OLG Köln: Bei Hilfe für Dritte darf kein unverhältnismäßiges Risiko eingegangen werden

Nimmt jemand fremde Aufgaben wahr, kann er einen hieraus entstehenden Schaden jedenfalls dann nicht ersetzt verlangen, wenn das Verhältnis zwischen dem Anlass für das Verhalten und dem dabei eingegangenen Risiko unangemessen ist. Dies hat das Oberlandesgericht Köln mit Beschluss vom 11.02.2020 entschieden. Geklagt hatte eine über 70-jährige Frau aus dem Aachener Umland, die beim Versuch, eine verstopfte Bachverrohrung freizulegen, gestürzt war (Az.: 7 U 311/19).

Schnittwunde zugezogen und Brille verloren

Nach dem Inhalt ihrer Klage war die Frau im Februar 2019 bei ihrer Tochter zu Besuch, als der hinter dem Grundstück der Tochter verlaufende Bach überzulaufen drohte. Dies sei auf Reisig zurückzuführen gewesen, das den Bachlauf an einer Stelle verstopft habe, an der der Bach in einem Rohr unter einem Feldweg hindurchgeführt wird. Die Klägerin habe daraufhin erfolglos versucht, den für den Bach verantwortlichen öffentlich-rechtlichen Wasserverband – die Beklagte – zu erreichen. Bereits früher habe es Überschwemmungen gegeben, bei denen Wasser in den Keller des Wohnhauses gelaufen sei. Daher habe die Klägerin versucht, die Verstopfung selbst zu beseitigen. Dabei sei sie in den Bach gefallen. Sie habe sich eine Schnittwunde zugezogen sowie ihre Brille verloren. Die Klägerin hat daraufhin die Beklagte auf Zahlung von Schmerzensgeld und Schadenersatz – insgesamt rund 2.000 Euro – in Anspruch genommen. Die Klage stützte sie auf eine Geschäftsführung ohne Auftrag. Sie meint, einen Anspruch auf Schadenersatz zu haben, weil sie im Interesse der Beklagten deren Aufgabe übernommen und hierbei einen Schaden erlitten habe.

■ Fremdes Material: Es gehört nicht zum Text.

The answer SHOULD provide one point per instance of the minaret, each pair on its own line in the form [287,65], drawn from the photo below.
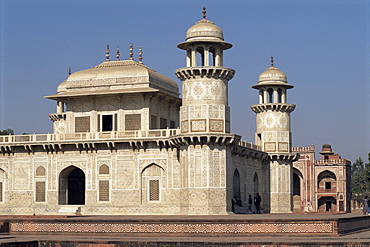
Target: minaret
[205,81]
[274,136]
[205,138]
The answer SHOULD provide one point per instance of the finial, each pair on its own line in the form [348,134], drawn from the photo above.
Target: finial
[117,54]
[204,13]
[107,56]
[140,55]
[131,52]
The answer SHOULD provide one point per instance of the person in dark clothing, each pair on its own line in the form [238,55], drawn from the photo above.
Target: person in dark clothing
[257,203]
[250,202]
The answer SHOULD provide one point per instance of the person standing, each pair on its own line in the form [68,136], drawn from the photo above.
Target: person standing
[257,203]
[250,202]
[365,205]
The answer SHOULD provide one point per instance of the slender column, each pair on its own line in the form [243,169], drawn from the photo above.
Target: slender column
[188,58]
[260,98]
[217,58]
[283,96]
[193,58]
[275,100]
[60,107]
[206,56]
[265,100]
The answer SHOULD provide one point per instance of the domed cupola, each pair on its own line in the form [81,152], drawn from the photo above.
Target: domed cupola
[205,39]
[205,31]
[273,77]
[204,80]
[273,85]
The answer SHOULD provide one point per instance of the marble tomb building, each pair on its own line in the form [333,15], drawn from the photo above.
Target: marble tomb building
[124,142]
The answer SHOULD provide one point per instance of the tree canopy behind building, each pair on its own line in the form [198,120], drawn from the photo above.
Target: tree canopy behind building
[361,176]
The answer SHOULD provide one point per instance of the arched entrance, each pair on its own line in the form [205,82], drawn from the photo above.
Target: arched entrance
[236,185]
[72,186]
[297,194]
[327,204]
[255,184]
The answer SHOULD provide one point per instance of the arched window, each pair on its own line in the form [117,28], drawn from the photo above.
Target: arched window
[2,184]
[236,185]
[104,170]
[40,171]
[270,93]
[72,186]
[326,180]
[279,96]
[151,178]
[255,183]
[200,56]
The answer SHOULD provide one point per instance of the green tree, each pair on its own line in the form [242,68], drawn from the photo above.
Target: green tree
[7,132]
[361,176]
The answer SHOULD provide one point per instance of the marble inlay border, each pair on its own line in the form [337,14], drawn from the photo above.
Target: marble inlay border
[192,228]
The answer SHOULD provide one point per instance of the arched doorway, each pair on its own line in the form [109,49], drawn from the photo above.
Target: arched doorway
[327,204]
[255,184]
[297,194]
[236,185]
[72,186]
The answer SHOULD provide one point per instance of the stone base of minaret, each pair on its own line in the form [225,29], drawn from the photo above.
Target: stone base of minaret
[281,186]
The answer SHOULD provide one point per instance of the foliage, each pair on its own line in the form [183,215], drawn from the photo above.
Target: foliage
[7,132]
[361,176]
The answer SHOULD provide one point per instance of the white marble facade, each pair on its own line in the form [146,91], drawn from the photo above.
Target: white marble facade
[125,143]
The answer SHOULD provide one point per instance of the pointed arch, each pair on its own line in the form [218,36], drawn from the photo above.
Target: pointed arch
[297,190]
[255,183]
[152,180]
[3,179]
[72,186]
[236,185]
[40,171]
[326,179]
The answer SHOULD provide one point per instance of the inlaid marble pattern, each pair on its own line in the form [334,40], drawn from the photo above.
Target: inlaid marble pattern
[193,228]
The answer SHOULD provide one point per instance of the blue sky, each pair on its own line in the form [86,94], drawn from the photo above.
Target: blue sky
[322,46]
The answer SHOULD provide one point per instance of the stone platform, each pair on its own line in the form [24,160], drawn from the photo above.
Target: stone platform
[235,230]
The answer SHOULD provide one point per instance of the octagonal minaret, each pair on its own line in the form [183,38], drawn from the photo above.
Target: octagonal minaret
[205,81]
[273,134]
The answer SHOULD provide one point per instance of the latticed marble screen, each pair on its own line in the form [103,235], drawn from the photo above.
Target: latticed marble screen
[82,124]
[153,190]
[163,123]
[40,191]
[103,170]
[1,191]
[103,190]
[153,121]
[132,121]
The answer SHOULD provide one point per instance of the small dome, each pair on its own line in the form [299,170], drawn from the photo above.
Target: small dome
[115,77]
[204,28]
[272,74]
[274,77]
[204,31]
[326,146]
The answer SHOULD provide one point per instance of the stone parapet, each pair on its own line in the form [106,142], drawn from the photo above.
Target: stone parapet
[205,71]
[282,107]
[333,162]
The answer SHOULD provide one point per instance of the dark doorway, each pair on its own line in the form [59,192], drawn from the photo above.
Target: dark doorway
[71,186]
[107,122]
[328,206]
[76,187]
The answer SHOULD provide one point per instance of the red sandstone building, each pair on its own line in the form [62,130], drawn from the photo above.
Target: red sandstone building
[322,185]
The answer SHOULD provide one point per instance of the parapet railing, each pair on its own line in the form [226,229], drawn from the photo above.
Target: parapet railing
[86,136]
[333,161]
[249,145]
[302,149]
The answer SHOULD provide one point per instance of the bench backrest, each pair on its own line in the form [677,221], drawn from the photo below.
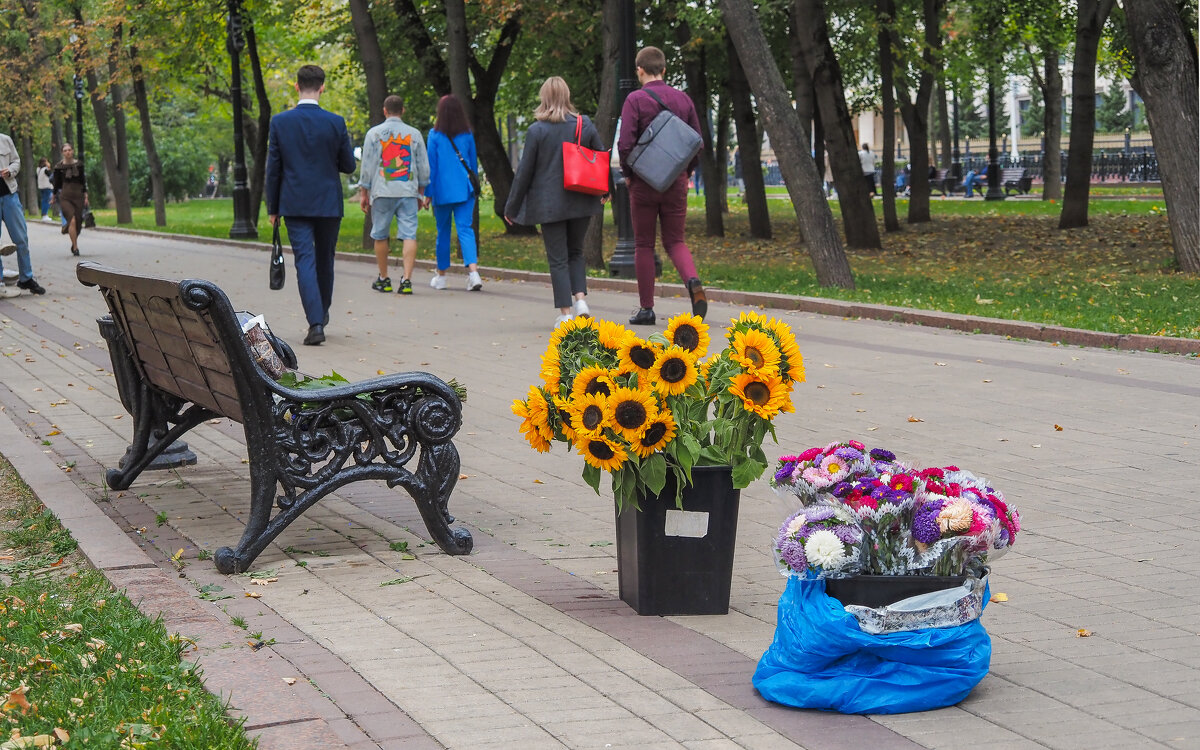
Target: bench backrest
[169,328]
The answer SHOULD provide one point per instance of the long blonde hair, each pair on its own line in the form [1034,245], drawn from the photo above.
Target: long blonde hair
[556,101]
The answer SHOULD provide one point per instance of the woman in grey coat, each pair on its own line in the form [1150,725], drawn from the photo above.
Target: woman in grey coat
[538,196]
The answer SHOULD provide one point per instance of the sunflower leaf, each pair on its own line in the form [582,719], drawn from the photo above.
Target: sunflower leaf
[654,473]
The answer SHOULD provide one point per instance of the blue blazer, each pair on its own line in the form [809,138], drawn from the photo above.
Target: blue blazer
[449,183]
[307,149]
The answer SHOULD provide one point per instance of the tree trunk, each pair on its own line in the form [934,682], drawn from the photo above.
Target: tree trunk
[142,101]
[791,144]
[258,145]
[1089,25]
[886,13]
[696,76]
[371,55]
[605,118]
[943,127]
[750,145]
[916,113]
[457,51]
[1051,100]
[857,209]
[1167,81]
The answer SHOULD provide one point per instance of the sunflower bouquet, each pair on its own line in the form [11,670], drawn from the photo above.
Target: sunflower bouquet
[639,407]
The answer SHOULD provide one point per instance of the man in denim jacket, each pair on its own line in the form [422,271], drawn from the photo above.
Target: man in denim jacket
[395,172]
[13,217]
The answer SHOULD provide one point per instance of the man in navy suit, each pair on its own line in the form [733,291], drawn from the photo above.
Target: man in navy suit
[307,149]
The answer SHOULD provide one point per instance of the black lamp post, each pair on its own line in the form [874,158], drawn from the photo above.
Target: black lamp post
[994,190]
[243,228]
[622,262]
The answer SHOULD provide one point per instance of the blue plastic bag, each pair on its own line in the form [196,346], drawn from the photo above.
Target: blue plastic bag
[821,659]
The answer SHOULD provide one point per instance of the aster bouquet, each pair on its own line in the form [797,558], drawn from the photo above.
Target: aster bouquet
[934,521]
[639,407]
[820,541]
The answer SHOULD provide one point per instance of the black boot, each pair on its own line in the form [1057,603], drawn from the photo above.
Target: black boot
[645,316]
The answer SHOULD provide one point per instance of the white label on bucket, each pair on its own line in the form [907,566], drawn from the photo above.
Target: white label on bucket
[685,523]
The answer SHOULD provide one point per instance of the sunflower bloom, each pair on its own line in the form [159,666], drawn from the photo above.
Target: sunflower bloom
[673,371]
[587,415]
[755,352]
[630,412]
[659,432]
[592,381]
[603,453]
[761,395]
[690,334]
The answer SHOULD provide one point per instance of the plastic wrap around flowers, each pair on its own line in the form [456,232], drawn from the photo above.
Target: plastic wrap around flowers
[933,521]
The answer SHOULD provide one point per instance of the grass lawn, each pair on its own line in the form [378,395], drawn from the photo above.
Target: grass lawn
[1001,259]
[79,665]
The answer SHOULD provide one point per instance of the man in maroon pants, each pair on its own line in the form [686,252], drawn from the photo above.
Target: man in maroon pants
[649,207]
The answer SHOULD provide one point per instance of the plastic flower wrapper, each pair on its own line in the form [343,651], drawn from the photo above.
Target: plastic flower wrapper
[820,541]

Klage erfolglos: Handlung lag nicht im objektiven Interesse der Beklagten

Mit Urteil vom 12.09.2019 hat das Landgericht Aachen die Klage abgewiesen. Das OLG Köln hat die dagegen eingelegte Berufung zurückgewiesen, nachdem es bereits mit Beschluss vom 14.01.2020 auf die fehlenden Erfolgsaussichten der Berufung hingewiesen hatte. Die Klägerin sei nicht im Interesse der Beklagten tätig geworden. Die Klägerin habe zwar hoheitliche Aufgaben der Beklagten wahrgenommen, indem sie eine Verstopfung des überlaufenden Baches zu lösen versucht habe. Es sei jedoch nach objektiven Kriterien zu beurteilen, ob die Klägerin im Interesse der Beklagten gehandelt habe. Dabei sei zu berücksichtigen, ob die Vorteile für die Beklagte die anfallenden Kosten und die drohenden Risiken überwögen. Unsachgemäße und überflüssige Maßnahmen lägen nicht im Interesse der Beklagten. Davon sei aber im vorliegenden Fall auszugehen. Mit dem Versuch der über 70-jährigen Klägerin, eigenhändig eine Verstopfung der Bachverrohrung zu beseitigen, sei diese ein unverhältnismäßig hohes Risiko für ihre körperliche Unversehrtheit eingegangen. Dies habe nicht im objektiven Interesse der Beklagten gelegen.

OLG Köln, Beschluss vom 11.02.2020 - 7 U 311/19

Redaktion beck-aktuell, 6. Mai 2020.